The Prime Minister has urged people to get their Covid-19 vaccine when invited, after concerns were raised about potential side effects of the Oxford/AstraZeneca jab.
Boris Johnson said getting the population vaccinated was “the key thing”.
It comes as regulatory bodies from the UK and Europe are assessing data on the jab and a potential association with a rare form of blood clot.
And the World Health Organisation (WHO) has confirmed that it will also convene a panel of experts to assess the information.
The WHO and the European Medicines Agency (EMA) have confirmed they will publish findings later this week.
Mr Johnson defended the AstraZeneca Covid-19 vaccine as he visited the pharmaceutical giant’s manufacturing plant in Macclesfield.
“On the Oxford/AstraZeneca vaccine, the best thing people should do is look at what the MHRA (Medicines and Healthcare products Regulatory Agency) say, our independent regulator – that’s why we have them, that’s why they are independent,” he said.
“Their advice to people is to keep going out there, get your jab, get your second jab.”
He added: “The best thing of all is to vaccinate our population, get everybody out getting the jab, that’s the key thing and that’s what I would advocate, number one”.

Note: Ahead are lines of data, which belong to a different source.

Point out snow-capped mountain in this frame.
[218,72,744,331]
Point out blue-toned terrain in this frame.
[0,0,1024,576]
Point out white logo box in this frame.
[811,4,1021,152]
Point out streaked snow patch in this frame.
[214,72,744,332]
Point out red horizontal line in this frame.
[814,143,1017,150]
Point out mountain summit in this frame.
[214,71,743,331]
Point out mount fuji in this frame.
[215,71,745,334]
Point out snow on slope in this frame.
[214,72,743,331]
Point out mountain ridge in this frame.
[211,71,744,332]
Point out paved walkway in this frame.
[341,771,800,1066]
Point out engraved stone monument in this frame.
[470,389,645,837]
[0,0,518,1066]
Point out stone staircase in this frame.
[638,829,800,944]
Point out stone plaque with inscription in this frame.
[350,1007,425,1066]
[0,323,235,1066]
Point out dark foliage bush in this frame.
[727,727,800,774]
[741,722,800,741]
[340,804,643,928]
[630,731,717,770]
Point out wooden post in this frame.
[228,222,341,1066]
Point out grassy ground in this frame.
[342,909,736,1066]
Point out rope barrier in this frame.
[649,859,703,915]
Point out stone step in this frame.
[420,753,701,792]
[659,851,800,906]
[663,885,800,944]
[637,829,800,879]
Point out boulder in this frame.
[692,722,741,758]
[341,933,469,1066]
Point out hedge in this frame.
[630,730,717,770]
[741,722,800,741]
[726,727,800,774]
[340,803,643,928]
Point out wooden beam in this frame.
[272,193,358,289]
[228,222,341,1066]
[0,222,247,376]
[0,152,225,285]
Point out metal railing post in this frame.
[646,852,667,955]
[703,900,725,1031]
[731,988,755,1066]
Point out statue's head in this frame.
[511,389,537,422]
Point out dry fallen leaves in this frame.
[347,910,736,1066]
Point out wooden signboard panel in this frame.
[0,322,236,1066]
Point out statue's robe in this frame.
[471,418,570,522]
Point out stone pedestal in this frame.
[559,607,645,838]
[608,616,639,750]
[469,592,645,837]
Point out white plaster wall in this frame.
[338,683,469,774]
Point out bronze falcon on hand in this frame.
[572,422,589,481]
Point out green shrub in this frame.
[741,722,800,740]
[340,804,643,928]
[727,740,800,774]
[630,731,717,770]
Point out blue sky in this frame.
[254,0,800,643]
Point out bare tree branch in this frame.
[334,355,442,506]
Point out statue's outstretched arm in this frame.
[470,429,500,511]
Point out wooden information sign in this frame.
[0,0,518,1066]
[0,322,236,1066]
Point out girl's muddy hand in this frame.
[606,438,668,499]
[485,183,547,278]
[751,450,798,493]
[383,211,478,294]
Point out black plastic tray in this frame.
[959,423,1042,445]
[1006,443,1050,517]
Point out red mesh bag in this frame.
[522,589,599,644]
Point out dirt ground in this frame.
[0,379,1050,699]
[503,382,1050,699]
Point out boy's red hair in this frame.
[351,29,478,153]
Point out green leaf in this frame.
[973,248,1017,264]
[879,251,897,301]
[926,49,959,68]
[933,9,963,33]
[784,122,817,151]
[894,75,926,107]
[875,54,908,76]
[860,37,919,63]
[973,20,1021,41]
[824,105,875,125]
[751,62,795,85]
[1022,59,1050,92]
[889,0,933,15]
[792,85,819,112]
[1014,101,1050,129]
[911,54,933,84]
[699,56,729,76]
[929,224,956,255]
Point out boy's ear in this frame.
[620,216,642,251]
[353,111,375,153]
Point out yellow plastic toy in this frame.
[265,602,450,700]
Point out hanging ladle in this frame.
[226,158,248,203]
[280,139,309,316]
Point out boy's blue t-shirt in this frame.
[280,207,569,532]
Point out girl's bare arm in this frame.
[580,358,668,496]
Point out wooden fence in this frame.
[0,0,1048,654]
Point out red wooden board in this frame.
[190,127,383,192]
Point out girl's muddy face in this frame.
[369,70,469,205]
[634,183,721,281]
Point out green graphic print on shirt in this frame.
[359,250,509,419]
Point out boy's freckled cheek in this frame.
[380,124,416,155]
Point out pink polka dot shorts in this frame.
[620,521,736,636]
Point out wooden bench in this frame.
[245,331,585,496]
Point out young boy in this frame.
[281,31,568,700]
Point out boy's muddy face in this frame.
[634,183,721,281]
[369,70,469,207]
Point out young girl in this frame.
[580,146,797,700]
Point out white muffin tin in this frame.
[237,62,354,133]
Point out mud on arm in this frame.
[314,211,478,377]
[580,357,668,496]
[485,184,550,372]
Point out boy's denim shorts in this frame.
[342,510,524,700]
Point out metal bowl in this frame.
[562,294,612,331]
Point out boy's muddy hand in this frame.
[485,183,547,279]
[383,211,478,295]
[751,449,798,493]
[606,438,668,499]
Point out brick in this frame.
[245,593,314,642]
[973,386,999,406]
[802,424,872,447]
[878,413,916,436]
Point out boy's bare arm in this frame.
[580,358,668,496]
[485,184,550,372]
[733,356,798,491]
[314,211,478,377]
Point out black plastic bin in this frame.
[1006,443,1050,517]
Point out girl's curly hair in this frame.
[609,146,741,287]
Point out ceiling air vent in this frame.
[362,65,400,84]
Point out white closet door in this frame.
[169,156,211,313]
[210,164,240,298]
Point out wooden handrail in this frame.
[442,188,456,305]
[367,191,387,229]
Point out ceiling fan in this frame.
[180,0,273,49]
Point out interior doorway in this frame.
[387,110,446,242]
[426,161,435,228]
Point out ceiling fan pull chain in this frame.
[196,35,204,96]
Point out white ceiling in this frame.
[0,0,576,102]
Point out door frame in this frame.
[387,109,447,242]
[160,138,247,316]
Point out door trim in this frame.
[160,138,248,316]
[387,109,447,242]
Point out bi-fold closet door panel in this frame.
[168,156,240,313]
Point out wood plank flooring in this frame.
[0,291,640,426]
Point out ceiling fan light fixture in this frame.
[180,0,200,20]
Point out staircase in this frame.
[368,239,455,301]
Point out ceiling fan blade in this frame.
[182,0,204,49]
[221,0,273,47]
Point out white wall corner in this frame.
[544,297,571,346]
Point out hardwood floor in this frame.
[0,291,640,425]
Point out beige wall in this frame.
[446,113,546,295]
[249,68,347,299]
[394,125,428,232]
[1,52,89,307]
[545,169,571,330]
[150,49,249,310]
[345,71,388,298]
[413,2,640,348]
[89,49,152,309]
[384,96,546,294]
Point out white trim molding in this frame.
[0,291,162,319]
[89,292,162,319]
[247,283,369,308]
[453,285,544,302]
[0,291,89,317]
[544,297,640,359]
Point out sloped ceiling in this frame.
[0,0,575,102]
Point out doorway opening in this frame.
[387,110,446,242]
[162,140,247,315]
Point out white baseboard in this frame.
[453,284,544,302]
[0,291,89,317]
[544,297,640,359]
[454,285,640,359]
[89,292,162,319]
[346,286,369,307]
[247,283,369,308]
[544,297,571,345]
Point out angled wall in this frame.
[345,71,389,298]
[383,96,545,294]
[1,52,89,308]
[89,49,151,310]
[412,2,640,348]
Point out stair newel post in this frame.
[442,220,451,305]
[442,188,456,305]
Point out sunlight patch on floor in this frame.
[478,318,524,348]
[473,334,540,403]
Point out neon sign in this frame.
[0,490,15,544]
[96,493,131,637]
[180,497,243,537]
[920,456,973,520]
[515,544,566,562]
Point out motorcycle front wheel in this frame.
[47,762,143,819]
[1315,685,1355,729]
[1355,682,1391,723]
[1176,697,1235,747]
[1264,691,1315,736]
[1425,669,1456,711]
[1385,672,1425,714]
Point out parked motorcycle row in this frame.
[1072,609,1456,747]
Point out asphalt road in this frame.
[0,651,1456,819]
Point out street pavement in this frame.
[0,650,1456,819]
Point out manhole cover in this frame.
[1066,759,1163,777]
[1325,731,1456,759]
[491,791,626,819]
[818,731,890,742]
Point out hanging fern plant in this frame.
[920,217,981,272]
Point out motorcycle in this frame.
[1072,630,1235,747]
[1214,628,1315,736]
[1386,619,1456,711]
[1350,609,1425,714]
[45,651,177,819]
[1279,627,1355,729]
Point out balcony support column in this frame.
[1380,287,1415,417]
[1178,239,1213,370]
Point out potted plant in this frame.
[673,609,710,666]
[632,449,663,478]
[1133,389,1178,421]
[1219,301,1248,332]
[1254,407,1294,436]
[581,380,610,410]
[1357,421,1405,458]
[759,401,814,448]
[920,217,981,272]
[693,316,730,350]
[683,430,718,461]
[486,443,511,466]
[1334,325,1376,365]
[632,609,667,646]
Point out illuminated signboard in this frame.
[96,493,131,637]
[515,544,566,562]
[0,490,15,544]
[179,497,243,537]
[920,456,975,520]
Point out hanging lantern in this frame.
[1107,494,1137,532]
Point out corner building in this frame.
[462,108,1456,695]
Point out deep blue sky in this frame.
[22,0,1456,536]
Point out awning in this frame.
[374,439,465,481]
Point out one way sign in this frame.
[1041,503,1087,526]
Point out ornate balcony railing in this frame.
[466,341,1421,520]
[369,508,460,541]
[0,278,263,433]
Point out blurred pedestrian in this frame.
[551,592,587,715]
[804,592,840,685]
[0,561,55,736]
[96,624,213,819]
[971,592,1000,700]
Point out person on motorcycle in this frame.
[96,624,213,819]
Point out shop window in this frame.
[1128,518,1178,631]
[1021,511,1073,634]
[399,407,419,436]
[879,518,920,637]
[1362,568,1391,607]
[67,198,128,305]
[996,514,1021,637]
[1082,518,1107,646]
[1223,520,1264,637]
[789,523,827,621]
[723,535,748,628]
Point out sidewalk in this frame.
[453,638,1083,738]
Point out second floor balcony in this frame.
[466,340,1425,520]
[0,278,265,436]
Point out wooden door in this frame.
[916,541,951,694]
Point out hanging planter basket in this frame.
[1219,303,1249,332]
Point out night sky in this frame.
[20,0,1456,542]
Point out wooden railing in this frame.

It comes after reports that a senior EMA official told an Italian newspaper there appears to be an association with the vaccine and rare blood clots.
Marco Cavaleri, head of vaccines at the EMA, is said to have suggested a clear link, though admitted there was uncertainty how the vaccine would cause the complication.
When asked about the remarks, Dr Rogerio Pinto de Sa Gaspar, director of regulation and prequalification at the WHO, said: “As we were in this briefing, there was a denial from the European Medicine’s Agency concerning the existence of the link.”
The EMA’s said that its safety committee has “not yet reached a conclusion and the review is currently ongoing” but it is expected to announce findings on Wednesday or Thursday.
Dr Pinto de Sa Gaspar added: “There is no link for the moment between the vaccine and thrombolytic events with thrombocytopenia.
“There are a number of committees and regulatory authorities looking at data and new data is coming every day and [they are] assessing those data.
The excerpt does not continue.